You are viewing a plain text version of this content. The canonical link for it is here.
Posted to users@kafka.apache.org by Tim Ward <ti...@origamienergy.com.INVALID> on 2019/06/04 14:59:37 UTC

Java consumer error handling on DNS lookup failure

I have a Kafka client written in Java running in Kubernetes, and Kafka running in Kubernetes.

When the client is running but no Kafka nodes are running it appears from the exception below that the DNS lookup fails, then something catches the exception, logs it, and reties. Apparently without returning or throwing from poll().

This would all be fair enough ... except that the retry happens every few milliseconds, causing a large stack trace to be logged every few milliseconds, which, if this keeps going for a few days, eats up an awful lot of space in the cloud logging system. And it *can* keep happening for days or weeks in a development environment, because a developer working on another part of the system may not care, or even know, that this part is broken.

What can I do to reduce the volume of logging data?
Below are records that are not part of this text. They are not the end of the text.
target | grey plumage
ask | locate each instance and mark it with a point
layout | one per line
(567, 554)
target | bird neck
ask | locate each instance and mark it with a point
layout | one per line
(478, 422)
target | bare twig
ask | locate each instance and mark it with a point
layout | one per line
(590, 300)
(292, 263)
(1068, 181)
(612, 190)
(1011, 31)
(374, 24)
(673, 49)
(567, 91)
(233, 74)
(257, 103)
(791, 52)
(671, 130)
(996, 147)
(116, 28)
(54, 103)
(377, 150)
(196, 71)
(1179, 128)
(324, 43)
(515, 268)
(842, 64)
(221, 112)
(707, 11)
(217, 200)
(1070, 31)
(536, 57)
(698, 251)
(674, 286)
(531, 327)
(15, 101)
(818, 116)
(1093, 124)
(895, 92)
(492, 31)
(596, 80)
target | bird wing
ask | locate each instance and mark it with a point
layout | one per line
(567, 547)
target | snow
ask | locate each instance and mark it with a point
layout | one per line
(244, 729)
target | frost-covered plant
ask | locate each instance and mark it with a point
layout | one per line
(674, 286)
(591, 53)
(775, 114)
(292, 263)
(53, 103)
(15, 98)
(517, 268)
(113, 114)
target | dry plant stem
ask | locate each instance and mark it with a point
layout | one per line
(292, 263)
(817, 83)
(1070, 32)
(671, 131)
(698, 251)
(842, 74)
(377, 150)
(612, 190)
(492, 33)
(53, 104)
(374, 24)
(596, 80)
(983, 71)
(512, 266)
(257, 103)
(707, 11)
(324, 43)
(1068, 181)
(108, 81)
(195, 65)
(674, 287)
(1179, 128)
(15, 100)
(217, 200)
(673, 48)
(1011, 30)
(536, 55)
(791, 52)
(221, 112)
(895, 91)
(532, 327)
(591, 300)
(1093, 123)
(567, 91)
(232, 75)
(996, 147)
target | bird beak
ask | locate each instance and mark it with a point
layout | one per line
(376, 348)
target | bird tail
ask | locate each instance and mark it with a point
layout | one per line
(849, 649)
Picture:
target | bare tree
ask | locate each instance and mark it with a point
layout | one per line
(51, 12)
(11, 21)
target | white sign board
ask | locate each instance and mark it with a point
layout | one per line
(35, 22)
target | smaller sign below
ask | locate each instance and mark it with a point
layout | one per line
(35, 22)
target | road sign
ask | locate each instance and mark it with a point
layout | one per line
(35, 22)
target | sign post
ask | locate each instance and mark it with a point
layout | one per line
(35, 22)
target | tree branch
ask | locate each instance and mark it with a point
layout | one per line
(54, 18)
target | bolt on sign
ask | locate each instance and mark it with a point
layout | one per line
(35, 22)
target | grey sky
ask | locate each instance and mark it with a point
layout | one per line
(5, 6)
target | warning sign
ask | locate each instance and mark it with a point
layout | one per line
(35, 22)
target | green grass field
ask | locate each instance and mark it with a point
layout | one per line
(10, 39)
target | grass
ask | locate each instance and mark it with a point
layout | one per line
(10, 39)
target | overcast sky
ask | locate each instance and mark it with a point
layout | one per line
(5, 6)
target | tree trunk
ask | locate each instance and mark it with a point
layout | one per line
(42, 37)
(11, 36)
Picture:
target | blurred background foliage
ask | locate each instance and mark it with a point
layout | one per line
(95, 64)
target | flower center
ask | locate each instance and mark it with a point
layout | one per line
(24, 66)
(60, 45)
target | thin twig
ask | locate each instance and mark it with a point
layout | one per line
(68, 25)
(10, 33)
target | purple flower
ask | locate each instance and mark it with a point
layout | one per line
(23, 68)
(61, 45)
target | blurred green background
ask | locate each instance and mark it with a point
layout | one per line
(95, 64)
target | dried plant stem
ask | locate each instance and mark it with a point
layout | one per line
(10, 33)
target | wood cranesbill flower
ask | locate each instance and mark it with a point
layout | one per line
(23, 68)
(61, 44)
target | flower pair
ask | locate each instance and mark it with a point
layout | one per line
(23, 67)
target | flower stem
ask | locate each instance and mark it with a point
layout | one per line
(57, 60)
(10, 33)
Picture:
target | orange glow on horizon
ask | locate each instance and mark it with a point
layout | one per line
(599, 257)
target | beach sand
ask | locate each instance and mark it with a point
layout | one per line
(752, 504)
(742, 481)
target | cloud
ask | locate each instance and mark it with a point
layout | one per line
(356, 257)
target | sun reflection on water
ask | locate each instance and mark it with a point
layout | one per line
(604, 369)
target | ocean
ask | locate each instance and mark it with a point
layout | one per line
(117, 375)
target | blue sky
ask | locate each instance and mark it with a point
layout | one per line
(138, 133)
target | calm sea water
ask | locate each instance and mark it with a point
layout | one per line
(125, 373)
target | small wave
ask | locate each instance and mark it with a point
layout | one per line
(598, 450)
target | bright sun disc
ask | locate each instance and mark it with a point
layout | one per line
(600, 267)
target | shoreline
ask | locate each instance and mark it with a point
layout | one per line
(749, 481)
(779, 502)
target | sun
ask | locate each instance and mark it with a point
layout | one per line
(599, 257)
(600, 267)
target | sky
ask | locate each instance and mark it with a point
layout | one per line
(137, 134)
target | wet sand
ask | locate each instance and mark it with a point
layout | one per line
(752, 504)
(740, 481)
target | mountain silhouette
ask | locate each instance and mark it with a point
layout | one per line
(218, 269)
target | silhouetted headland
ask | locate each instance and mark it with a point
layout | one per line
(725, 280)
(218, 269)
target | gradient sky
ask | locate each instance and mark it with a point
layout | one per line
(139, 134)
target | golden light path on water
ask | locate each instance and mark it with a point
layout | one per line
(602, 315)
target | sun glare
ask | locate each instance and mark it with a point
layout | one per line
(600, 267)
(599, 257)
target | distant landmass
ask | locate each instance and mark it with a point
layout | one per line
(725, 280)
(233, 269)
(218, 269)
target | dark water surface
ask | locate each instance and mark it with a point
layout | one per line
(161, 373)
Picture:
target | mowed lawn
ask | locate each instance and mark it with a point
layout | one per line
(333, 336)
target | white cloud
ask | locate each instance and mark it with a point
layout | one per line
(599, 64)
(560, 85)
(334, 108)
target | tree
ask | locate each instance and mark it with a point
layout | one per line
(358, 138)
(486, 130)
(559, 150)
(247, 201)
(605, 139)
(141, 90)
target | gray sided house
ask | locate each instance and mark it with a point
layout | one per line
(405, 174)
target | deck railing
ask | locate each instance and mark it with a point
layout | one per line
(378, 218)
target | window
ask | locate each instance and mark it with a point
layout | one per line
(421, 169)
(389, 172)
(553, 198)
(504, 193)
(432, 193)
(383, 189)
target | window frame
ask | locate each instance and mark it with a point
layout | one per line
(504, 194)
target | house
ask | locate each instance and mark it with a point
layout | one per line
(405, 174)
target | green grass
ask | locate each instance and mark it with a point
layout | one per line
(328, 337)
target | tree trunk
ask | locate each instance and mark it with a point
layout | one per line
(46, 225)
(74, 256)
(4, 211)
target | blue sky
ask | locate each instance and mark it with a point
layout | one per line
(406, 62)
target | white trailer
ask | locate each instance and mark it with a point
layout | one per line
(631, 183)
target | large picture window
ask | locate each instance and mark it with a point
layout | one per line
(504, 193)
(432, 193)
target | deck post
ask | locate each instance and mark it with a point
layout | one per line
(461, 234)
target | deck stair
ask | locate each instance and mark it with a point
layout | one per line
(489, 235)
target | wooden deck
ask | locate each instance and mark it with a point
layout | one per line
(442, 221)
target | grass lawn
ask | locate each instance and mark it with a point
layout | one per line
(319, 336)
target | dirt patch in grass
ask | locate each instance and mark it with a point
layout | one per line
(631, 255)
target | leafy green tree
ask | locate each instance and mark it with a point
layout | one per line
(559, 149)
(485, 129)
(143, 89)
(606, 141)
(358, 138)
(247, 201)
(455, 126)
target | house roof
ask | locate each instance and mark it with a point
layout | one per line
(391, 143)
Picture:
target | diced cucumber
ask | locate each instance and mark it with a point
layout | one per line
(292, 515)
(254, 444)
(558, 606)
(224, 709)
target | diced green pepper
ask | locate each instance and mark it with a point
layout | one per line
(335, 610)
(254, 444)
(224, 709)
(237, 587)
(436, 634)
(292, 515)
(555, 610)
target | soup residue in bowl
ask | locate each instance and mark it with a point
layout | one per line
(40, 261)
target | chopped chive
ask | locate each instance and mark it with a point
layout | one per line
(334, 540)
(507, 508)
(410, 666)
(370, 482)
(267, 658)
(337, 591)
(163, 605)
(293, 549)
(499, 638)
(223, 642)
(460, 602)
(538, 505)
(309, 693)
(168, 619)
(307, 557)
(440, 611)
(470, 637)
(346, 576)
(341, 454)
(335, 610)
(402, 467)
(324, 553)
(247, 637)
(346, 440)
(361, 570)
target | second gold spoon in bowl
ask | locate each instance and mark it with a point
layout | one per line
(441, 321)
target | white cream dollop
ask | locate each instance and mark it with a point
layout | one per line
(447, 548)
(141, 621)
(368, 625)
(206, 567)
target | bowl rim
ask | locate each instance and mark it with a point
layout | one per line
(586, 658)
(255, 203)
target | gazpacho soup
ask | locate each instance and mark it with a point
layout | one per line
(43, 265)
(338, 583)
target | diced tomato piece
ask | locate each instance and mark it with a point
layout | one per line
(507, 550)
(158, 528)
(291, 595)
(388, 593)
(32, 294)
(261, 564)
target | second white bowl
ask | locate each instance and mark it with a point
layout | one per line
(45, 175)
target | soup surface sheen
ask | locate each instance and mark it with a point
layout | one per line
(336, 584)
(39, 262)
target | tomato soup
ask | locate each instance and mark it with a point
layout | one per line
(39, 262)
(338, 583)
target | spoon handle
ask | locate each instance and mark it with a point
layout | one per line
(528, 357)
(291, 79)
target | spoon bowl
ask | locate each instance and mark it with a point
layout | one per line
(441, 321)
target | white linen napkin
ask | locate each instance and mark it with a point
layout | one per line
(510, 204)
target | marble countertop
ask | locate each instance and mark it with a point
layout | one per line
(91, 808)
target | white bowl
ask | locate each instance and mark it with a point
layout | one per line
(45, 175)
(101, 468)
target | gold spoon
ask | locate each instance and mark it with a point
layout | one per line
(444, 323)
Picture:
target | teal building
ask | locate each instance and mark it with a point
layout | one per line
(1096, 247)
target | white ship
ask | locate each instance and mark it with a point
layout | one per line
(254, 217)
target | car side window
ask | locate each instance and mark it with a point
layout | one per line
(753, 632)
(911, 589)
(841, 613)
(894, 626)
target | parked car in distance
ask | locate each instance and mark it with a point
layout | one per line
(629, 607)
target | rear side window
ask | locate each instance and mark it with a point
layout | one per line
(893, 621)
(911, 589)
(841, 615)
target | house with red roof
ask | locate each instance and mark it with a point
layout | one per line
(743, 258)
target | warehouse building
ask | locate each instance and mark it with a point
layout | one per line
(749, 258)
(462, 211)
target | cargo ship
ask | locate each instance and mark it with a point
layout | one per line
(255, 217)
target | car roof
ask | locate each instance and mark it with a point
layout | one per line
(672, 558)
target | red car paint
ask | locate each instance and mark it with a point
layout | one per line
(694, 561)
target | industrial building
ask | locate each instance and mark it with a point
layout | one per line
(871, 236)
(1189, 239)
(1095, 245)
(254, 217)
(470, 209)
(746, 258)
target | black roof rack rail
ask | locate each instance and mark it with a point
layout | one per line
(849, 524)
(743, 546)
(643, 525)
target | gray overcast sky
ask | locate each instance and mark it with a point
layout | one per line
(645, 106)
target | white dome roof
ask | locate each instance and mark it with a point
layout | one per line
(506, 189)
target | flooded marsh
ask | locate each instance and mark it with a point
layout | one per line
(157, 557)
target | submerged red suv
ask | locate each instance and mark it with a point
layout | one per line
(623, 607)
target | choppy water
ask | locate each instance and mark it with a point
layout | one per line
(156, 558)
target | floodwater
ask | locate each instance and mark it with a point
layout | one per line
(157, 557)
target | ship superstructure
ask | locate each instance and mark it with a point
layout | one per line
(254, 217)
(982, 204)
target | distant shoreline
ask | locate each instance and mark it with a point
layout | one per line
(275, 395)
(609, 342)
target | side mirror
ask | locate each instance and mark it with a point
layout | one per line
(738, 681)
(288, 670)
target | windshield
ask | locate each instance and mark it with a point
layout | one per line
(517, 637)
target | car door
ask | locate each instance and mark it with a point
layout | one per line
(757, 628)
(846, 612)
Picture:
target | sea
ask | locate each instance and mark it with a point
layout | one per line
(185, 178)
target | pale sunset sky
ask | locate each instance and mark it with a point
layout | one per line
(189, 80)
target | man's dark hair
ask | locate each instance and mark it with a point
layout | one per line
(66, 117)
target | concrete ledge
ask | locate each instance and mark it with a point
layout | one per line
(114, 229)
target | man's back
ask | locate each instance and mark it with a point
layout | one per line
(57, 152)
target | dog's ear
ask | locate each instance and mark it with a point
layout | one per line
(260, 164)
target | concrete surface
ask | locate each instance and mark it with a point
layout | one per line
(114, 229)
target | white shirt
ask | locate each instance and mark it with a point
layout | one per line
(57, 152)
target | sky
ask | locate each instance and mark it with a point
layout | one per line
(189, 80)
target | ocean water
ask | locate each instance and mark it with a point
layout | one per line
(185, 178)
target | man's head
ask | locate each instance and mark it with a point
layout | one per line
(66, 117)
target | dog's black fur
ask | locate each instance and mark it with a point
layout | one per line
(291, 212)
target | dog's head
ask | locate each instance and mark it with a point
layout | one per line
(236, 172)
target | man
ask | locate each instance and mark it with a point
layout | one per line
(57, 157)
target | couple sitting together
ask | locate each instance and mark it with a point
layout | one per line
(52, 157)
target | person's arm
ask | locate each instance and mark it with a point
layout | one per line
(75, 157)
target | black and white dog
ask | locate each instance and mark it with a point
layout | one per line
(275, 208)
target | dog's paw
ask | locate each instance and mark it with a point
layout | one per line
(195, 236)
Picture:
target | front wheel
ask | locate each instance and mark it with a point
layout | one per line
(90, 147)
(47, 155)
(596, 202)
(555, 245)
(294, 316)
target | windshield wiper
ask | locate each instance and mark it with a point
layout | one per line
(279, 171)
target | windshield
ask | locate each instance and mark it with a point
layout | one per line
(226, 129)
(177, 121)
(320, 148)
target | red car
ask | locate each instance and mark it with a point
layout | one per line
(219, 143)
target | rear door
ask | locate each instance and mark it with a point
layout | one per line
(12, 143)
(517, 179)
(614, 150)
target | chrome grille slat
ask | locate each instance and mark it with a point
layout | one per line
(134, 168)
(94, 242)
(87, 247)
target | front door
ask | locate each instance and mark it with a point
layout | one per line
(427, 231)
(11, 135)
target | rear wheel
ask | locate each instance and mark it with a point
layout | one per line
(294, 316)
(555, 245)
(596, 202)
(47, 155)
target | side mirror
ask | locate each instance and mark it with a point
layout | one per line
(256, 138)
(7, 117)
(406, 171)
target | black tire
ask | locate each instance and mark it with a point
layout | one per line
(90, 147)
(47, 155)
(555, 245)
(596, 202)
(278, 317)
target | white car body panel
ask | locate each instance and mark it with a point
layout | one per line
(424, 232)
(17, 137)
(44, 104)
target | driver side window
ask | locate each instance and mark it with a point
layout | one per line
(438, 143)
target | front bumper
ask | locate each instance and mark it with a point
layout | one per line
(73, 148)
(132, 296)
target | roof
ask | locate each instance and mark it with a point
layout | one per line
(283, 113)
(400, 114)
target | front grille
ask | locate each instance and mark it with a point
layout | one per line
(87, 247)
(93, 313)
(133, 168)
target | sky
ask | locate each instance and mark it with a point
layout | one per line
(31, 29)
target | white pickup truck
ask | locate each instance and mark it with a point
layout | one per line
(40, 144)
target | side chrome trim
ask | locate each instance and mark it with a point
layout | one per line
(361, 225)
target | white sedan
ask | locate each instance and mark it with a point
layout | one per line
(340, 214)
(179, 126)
Some combination of interventions that could


  *   Retry less quickly than every few milliseconds
  *   Retry a finite number of times before giving up altogether
  *   Cause poll() to throw rather than retry
  *   Not include the stack trace in the log messages

might be helpful. The general approach to K8s applications seems to be that if a dependency doesn't exist the client application should simply crash out, so that Kubernetes' backoff and retry mechanism will do what's wanted, in which case some way of getting poll() to throw rather than swallow this exception might be the answer?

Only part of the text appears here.